Any help/advice would be great. Thanks!
 

·
Registered
Joined
·
4,690 Posts
I'm wondering if that'll be tough enough to hold up against the usual abuse that a coffee table gets... should I apply something over the tung and then wax?
The beauty of tung oil and wax is if it does get marred...it can be easily fixed with more tung oil and wax :thumbsup:. A lacquer is a little more work to repair. I personally use it on figured woods and walnut too (oil
/wax) I like the natural wood look. You said you had done some reading here, so I will not repeat it all because it has been discussed before.
Here is one thread http://www.woodworkingtalk.com/showthread.php?t=952&highlight=oil+wax

Here is another http://www.woodworkingtalk.com/showthread.php?t=446&highlight=oil+wax
 

·
Registered
Joined
·
4,690 Posts
One thing I forgot to mention. I found Renaissance wax is soluble in tung oil. I have put a dab of the wax on an oil soaked rag and it softened the wax for easier spreading. I would get all your coats of oil on and dried before I did this though. The wax will block the absorption of oil on raw wood I believe.

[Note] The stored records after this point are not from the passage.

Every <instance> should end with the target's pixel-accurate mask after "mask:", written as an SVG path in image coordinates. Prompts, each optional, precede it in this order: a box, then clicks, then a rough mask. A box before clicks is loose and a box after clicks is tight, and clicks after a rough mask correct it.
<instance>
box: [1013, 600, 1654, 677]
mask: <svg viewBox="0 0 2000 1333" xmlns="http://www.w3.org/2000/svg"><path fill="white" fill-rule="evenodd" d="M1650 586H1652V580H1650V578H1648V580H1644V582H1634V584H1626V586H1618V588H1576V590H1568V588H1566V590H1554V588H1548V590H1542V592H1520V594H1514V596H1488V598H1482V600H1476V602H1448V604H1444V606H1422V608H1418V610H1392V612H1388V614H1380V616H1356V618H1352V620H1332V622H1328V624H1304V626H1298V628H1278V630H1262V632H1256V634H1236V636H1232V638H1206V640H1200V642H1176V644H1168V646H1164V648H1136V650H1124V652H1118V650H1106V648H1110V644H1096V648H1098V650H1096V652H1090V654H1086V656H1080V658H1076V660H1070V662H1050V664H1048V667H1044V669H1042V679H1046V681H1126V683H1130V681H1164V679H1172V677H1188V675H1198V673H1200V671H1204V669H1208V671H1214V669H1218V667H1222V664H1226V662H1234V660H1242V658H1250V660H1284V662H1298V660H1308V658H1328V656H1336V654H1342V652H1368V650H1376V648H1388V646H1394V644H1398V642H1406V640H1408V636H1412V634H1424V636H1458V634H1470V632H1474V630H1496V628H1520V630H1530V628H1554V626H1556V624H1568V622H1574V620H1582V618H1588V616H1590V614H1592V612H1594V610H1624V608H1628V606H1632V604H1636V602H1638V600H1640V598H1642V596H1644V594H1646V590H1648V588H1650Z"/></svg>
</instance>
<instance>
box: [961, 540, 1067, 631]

But for a last quick coat I have been doing what I mentioned (after several coats of oil and wax) it seems to buff up better
.
 

·
Registered
Joined
·
148 Posts
Discussion Starter · #4 · (Edited)
Daren, thanks for the reply. I've read those threads you posted, you're the one who got me on the tung/wax notion. I guess I'm gonna do the tung and Ren wax. Soak 'er down in tung oil in multiple coats, then sand away?

Or reapply the tung after each sanding?

One more question, and a big one... for curly maple, how fine do you sand? I've seen mention of four-figure grits... I can see they're available, but how high have you gone? Is there a point of no continued benefit?

And how many coats of RenWax and how do you buff in between?

Just to be clear, I'm looking for a finish that looks like a crystal-clear lake with a curly maple bottom about ten feet deep. ;)

Maybe too much to ask, but I feel like trying... thanks for any advice you can give...
 

·
johnep
Joined
·
2,140 Posts
Sitting at a restaurant table near Piarco airport in Trinidad, I thought I was dining on a pool with driftwood at the bottom. Saw another table in Bermuda with embedded coins which gave same illusion, From here now understand is poured polyurethane.

Have been several threads on this topic.
johnep
 

·
Registered
Joined
·
4,690 Posts
Soak 'er down in tung oil in multiple coats, then sand away?

Or reapply the tung after each sanding?

One more question, and a big one... for curly maple, how fine do you sand?

And how many coats of RenWax and how do you buff in between?
Finish sand first. I go to 400 grit always (600 on occasion). Then apply oil it should not raise the grain where it would need anymore sanding :no:, I have never experienced that. In fact I would be afraid it would make the finish less clear sanding the oil into the wood (as some would advise) if for some reason you did have to sand let it set for 24 hours first.

I put 3 or 4 liberal coats of oil, like dripping rag wet...let them set 30-45 minutes between coats. The first couple coats will go right into the wood. The next couple you will notice it pooling in places, rub it around with the saturated cloth.
Let it set overnight and maybe give it one more shot with the oil if the mood strikes you, I do .

You should let the oil cure for a couple days before waxing. I am not sure cure is the right word, but that is the one I am using.
The number of coats of wax is up to you, it does not really build up a finish like a varnish (the reason for fine sanding, you are finishing the wood not finishing the finish) but with more coats you can buff it to a little better gloss.

One tip, after a few coats of wax that I hand rub on and off I go to power tools. Like a buffer. Or you could like I do (on the cheap) if you have a hook and loop random orbit sander, take a piece of terrycloth or other super soft rag stuck on the sander and use that to finish buff.